You might be wondering why I called you into my office...

John saw the flier for psychological test subjects on the Yale campus bulletin board a week ago. Easy money. A few hours out of the day and some spending cash in the back of your pocket. A good thing when your parents aren't footing the bills, but this was turning into something he didn't sign up for.

"Please continue.", buzzed the overhead speaker.

"Hey wait! Is that guy alright? Didn't you hear him screaming and banging on the walls?"

The intercom crackled, "The experiment requires that you continue."

John had already pushed the red button six times, once for every wrong answer the test subject gave. The first shock he applied was just a few volts, enough to get your attention. But for each wrong answer the voltage doubled.

"Hey, didn't you hear him say he had a heart problem? Can't you see the needle is pointing to red?!"

The first time he pressed the button, the subject let out an involuntary yelp. John pushed a laugh down into his gut imagining the guy's hair standing up like some cartoon character. Hell, it could have been him getting the electric shock treatment if he hadn't drawn 'tester'. John was lucky that way.

As the voltage doubled and doubled again with each incorrect answer, the brief yelps turned into shouts that increased in length and volume and intensity.
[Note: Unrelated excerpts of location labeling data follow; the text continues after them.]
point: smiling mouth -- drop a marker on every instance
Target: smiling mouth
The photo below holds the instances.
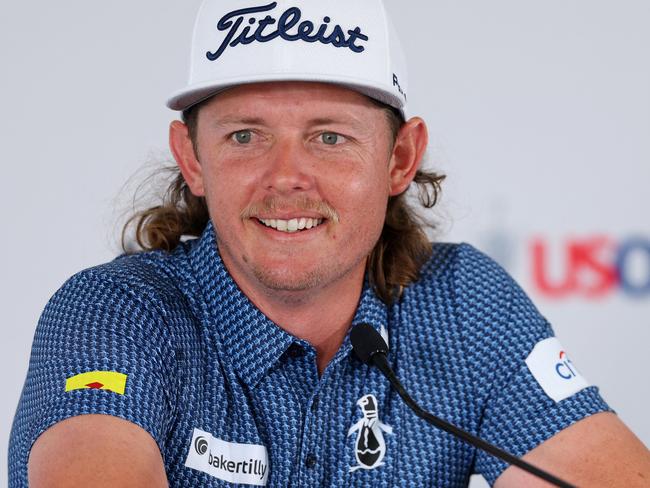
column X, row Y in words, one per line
column 293, row 225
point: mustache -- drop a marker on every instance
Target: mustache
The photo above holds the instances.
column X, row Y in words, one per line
column 273, row 203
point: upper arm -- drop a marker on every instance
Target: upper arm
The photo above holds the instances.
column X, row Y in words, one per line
column 101, row 347
column 596, row 451
column 95, row 450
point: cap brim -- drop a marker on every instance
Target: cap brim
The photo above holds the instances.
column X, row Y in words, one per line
column 193, row 94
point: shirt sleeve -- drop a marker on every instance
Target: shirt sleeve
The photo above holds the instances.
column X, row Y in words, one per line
column 99, row 348
column 517, row 414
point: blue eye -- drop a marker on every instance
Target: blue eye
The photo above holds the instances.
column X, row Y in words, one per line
column 243, row 136
column 330, row 138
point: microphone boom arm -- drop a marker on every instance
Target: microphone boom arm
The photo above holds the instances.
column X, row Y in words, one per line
column 381, row 362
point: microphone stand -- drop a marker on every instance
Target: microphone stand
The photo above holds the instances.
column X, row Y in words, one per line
column 381, row 362
column 371, row 348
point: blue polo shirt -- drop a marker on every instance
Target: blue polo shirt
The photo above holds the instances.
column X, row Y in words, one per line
column 233, row 400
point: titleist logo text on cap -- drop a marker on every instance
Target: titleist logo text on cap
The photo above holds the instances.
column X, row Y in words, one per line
column 305, row 31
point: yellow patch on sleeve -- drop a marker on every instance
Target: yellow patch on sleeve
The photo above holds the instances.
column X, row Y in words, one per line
column 97, row 380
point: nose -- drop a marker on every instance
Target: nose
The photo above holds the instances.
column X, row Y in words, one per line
column 289, row 168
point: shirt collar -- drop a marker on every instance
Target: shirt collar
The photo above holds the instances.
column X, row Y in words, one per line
column 250, row 340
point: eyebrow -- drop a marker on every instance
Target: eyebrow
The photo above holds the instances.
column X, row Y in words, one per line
column 239, row 120
column 319, row 121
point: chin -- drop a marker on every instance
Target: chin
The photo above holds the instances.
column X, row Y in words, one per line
column 283, row 281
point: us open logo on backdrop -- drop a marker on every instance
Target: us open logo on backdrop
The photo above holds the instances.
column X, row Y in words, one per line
column 248, row 25
column 370, row 446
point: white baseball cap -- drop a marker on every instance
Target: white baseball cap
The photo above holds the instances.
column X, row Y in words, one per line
column 347, row 42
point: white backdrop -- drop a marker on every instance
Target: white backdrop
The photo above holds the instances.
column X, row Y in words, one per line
column 539, row 113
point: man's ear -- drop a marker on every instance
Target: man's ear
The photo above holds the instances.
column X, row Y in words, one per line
column 182, row 148
column 408, row 151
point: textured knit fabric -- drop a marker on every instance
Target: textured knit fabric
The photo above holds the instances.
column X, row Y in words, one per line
column 198, row 354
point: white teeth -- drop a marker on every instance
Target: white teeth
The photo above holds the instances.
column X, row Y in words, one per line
column 293, row 225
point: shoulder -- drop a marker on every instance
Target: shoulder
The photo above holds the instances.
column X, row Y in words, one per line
column 467, row 298
column 139, row 295
column 471, row 282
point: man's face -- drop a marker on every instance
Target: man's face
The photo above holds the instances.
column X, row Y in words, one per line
column 297, row 180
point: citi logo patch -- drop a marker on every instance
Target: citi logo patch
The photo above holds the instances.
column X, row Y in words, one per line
column 246, row 464
column 370, row 446
column 243, row 27
column 554, row 371
column 97, row 380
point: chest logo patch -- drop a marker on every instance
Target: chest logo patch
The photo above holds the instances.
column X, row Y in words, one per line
column 370, row 447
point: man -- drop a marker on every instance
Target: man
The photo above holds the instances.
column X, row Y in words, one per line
column 226, row 359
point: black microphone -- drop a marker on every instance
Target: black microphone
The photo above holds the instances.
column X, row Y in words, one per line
column 371, row 349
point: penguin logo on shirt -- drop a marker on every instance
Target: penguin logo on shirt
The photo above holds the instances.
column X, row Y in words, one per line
column 370, row 447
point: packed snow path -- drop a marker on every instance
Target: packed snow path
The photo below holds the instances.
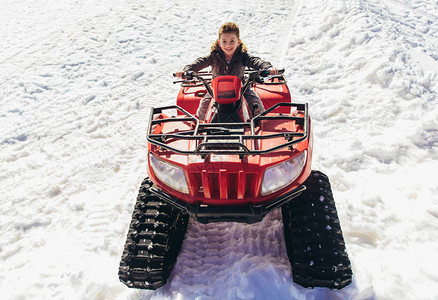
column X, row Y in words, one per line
column 77, row 80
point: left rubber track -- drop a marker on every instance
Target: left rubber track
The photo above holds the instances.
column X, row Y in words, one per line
column 153, row 242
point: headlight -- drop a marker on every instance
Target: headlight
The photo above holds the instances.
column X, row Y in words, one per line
column 169, row 174
column 281, row 175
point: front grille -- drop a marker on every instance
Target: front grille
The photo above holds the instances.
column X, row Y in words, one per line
column 225, row 185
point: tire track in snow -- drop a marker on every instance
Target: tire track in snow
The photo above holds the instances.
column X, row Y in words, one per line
column 283, row 41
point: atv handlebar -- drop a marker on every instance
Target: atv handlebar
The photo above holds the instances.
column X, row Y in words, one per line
column 253, row 75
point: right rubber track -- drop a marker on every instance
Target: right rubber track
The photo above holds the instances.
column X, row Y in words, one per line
column 153, row 242
column 313, row 236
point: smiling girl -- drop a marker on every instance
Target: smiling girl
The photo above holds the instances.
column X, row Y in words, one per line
column 229, row 56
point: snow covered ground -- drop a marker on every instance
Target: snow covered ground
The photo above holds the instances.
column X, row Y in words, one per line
column 77, row 80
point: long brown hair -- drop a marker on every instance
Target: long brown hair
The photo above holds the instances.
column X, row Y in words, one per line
column 229, row 27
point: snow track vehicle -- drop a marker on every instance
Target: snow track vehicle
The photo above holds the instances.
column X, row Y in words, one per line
column 233, row 167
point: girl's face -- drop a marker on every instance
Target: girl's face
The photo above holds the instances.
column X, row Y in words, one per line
column 229, row 43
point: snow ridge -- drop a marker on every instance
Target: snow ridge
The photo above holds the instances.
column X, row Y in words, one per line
column 77, row 81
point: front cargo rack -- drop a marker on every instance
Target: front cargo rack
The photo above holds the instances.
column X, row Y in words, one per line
column 227, row 138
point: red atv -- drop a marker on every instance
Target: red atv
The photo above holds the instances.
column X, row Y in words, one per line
column 233, row 167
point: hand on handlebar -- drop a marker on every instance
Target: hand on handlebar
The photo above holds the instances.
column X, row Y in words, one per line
column 179, row 74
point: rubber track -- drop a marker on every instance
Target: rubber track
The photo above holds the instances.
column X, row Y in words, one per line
column 313, row 235
column 153, row 242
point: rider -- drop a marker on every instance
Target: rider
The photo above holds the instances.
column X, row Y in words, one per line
column 229, row 56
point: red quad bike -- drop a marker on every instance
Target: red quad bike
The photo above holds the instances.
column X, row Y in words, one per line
column 233, row 167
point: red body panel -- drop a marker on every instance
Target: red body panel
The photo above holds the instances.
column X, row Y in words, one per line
column 228, row 180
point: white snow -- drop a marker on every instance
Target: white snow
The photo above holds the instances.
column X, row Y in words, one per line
column 77, row 80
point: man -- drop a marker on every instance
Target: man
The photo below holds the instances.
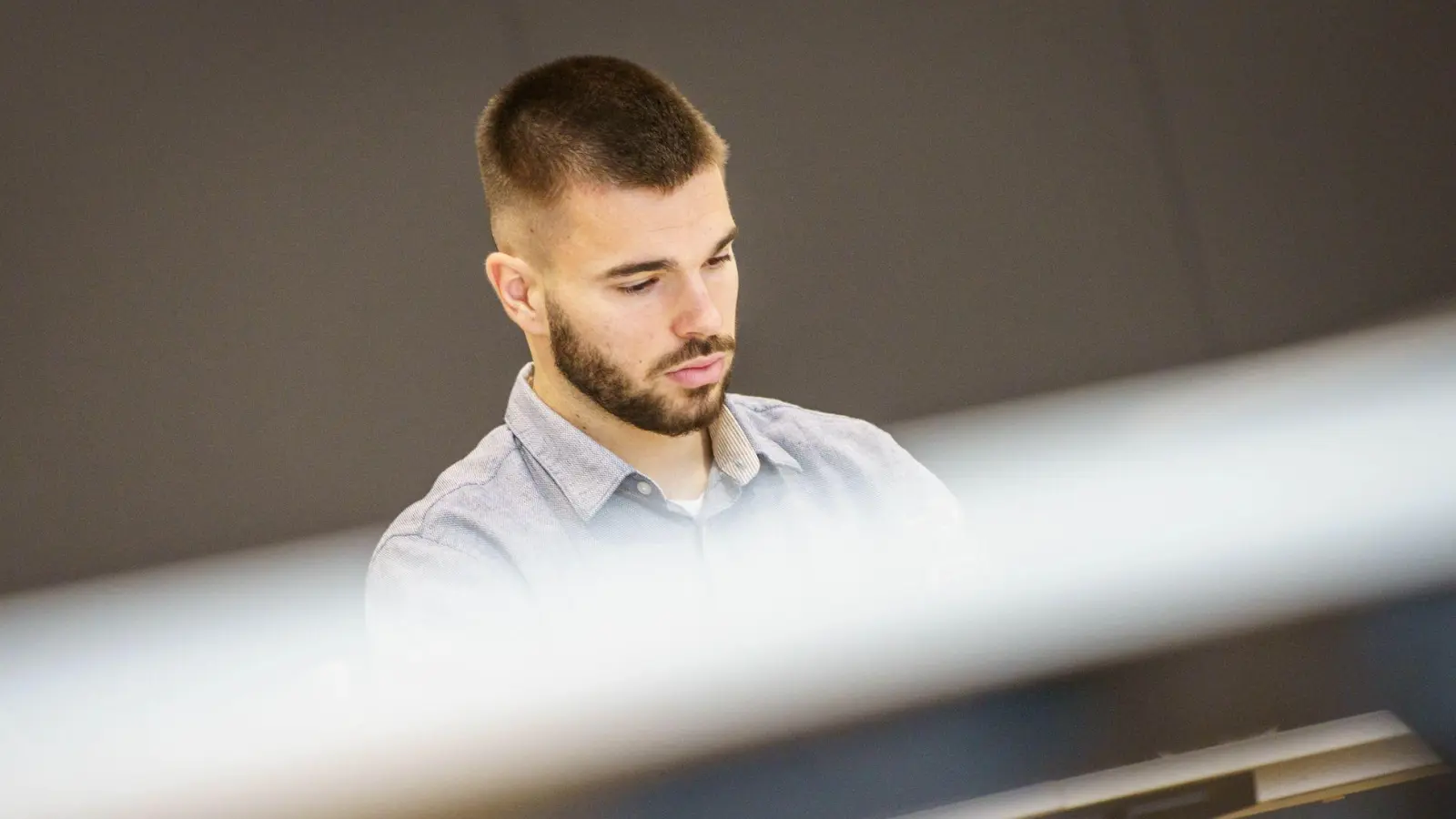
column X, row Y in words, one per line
column 616, row 259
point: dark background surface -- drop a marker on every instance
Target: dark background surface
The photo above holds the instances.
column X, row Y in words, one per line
column 242, row 288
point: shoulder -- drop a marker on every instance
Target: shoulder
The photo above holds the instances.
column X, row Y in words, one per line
column 485, row 486
column 817, row 435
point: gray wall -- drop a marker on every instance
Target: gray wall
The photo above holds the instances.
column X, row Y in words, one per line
column 242, row 292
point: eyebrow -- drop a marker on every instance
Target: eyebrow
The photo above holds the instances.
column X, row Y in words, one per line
column 664, row 264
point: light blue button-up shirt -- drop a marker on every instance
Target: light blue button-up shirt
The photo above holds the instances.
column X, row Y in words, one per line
column 539, row 504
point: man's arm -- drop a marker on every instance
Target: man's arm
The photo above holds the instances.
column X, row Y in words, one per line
column 424, row 596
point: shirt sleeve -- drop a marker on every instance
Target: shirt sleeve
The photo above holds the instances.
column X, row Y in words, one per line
column 427, row 601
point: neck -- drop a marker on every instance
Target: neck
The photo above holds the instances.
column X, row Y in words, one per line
column 679, row 465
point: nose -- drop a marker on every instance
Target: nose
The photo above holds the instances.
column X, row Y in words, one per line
column 698, row 312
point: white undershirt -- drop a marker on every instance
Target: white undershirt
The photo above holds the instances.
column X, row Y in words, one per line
column 692, row 506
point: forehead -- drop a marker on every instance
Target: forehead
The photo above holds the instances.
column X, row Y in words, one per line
column 623, row 222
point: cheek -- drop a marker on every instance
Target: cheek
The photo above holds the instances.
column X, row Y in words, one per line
column 725, row 296
column 628, row 339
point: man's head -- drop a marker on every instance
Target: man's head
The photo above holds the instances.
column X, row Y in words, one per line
column 609, row 208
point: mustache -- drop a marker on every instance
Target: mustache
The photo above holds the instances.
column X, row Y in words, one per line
column 695, row 349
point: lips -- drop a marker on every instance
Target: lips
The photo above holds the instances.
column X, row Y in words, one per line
column 701, row 372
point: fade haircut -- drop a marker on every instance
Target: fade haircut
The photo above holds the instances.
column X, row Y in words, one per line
column 592, row 121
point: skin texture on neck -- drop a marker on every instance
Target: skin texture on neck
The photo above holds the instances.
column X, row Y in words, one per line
column 641, row 281
column 679, row 465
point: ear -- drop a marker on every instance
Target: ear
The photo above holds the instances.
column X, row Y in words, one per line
column 519, row 288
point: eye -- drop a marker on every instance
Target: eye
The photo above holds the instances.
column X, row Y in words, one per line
column 640, row 288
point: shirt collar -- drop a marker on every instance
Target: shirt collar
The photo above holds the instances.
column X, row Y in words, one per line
column 589, row 472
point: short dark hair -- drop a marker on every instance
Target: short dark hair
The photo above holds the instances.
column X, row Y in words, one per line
column 593, row 121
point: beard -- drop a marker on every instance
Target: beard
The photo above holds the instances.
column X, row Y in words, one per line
column 589, row 369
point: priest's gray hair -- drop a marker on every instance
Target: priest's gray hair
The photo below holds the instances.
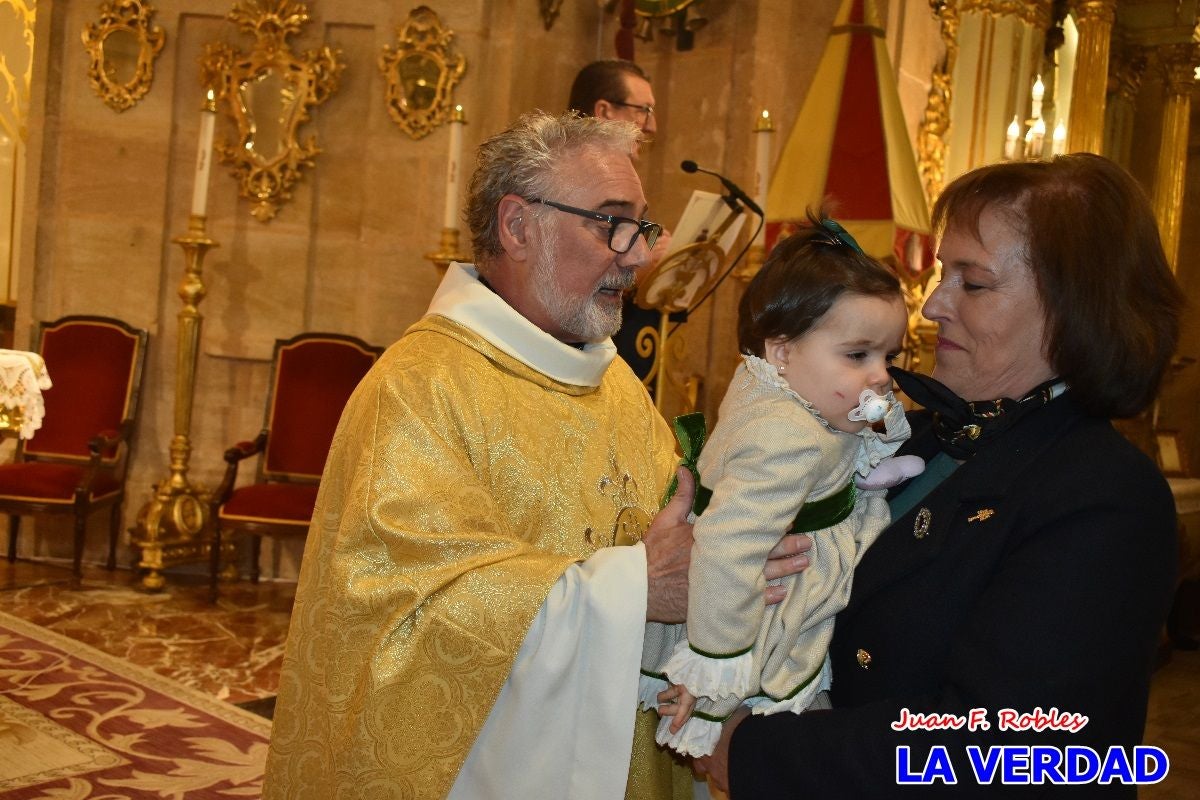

When John applied the sixth shock, it issued an unrestrained scream that lasted several seconds after the juice was shut off.

"It is absolutely essential that you continue!", said the metallic voice.

"Look, I'll give the 50 dollars back OK? I don't need the money. Would you just tell me that guy is alright! Professor! Jesus Christ!""

John's chest pumped up and down, swallowing air in thick chunks. This wasn't worth it. Nothing was worth it.

"You have no other choice," The professor boomed through the intercom. "You MUST go on!"

John braced himself, expecting a scream that would spend years lurching and shambling inside his nightmares, but when he opened his eyes it was only the weight of silence pressing on his clammy skin and the scent of ozone fluttering in his nose.

The intercom squawked opened.

"Thank you for your time, John." smiled the voice through the speaker. "The experiment is over.", and the intercom went dead.

-- short untitled story, by Kevin

Soon after the war crimes trial of Nazi Adolf Eichmann in 1961, Yale Psychologist Stanley Milgram conducted an experiment to test the ability of subjects to perform unethical acts under the direction of an authority figure. The experiment, now known as the Milgram Experiment, was testing the veracity of the Nuremberg Defense where a defendant states "I was only following orders". Nobody was actually subjected to electric shocks, but an actor in another room made the experiment seem very realistic to the participants in the study.

Now, the idea that anyone could be manipulated to do anything under the direction of an authority figure is pretty frightening, but apparently someone thought the experiment didn't go far enough and proceeded to try their own anonymous Milgram experiments over the phone.

As strange as it sounds, a person posing as a police officer or company executive placed phone calls to several fast-food restaurants around the country including Taco Bell, McDonald's, Wendy's, Burger King, Ruby Tuesday and Applebee's and successfully persuaded managers to perform strip searches on employees.

Weirder still, the caller sometimes reversed the tables and convinced the managers into submitting to strip searches themselves administered by the same employees they had just finished examining. These occurrences continued for about a decade and came to be known as the Strip Search Prank Call Scam.